# Lighting Q



## KeMo (Sep 3, 2010)

So I am still running my 2 , 65 watt Pc lights on my tank.
I was wondering if there would be any ill effects from running say 2 actinic lights in it instead if 1 actinic and one 10,000 k .
Is this going to effect my corals ,coralline growth or anything on the negative side ?
Thanks everyone.

Oh just another short Q. Does anyone know of a company that does tank sitting other then Big Als ? As I am going to the states for about a month with my Reserve unit and need to look into that.


----------



## marblerye (Jul 25, 2010)

i did tons of research on this when i was in the market a long time ago for a T5 unit.. let's see what i can recall without getting too scientific...

i know that actinics promote coral and invertebrate growth as it feeds the zooaxanthellae algae, as well its wavelength peaks at 420nm which gives it that blue appearance. this is good because it makes coral colors really 'pop' with vibrance. however, you still need the daylight lamp (10,000k or higher) to complete the spectrum which acts like sunlight for your tank. running only actinics won't be able to do this, so yeah you'll need both lamps. 

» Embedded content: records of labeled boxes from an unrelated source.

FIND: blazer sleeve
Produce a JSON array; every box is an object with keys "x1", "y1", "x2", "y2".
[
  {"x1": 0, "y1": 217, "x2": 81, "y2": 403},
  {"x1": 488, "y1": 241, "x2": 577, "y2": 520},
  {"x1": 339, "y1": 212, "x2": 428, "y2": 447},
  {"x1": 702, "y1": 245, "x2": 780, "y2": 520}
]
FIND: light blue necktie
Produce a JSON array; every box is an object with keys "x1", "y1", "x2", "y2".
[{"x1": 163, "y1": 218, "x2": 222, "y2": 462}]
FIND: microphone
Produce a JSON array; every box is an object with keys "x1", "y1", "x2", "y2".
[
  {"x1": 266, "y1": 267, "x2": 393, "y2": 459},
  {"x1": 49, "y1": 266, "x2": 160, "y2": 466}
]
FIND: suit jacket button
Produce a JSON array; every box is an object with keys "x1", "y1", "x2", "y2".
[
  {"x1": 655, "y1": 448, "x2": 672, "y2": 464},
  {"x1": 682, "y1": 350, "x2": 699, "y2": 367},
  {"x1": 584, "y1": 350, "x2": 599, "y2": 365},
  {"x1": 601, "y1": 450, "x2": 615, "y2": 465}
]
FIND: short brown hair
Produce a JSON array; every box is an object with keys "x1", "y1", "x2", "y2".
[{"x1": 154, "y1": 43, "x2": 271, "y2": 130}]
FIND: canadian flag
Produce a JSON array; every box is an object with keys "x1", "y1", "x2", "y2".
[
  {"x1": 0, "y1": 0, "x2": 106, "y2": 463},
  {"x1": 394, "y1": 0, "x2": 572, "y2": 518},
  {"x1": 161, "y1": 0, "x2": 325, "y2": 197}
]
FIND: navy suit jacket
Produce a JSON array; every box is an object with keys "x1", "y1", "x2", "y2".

on my tank i've noticed that my anemones respond really well to the daylight (14,000k) lamps because when it comes on that's when the anemones bubble up and extend to absorb the light. this doesn't happen too much when the actinics are up though, so i know it gets more 'food' from the daylight lamps than they probably do from the actinics alone. however with my fixture it's on a timer to turn on the actinics first in the morning to say it's sunrise, then the daylights come on with the actinics for the day until in the evening the daylights go off while actinics stay on to signify it's sunset and then at night the actinics shut off and moonlights follow to say it's goodnight.


----------



## marblerye (Jul 25, 2010)

just wanted to add; i read somewhere (i think the manual..) that using only actinics for a long period of time can actually cause blindness to your fish.. and humans too if you stare at it enough daily. Okay maybe not sudden blindness but it can mess up your vision real bad. 
actinics are on all the time on my setup from sunrise to sunset with the daylights going on in between so i can only assume this disclaimer refers to using ONLY actinics on as your dominant lighting source. Afterall it's light hanging out in only one spectrum which i guess can damage the retina just like staring at the sun (most likely at a lesser rate).


----------



## KeMo (Sep 3, 2010)

Ok thanks. I was kinda thinking something along the same lines with having the one spectrum.. I am just gona run a 50/50 with the actinc until my 4 bulb t5 comes next week.


----------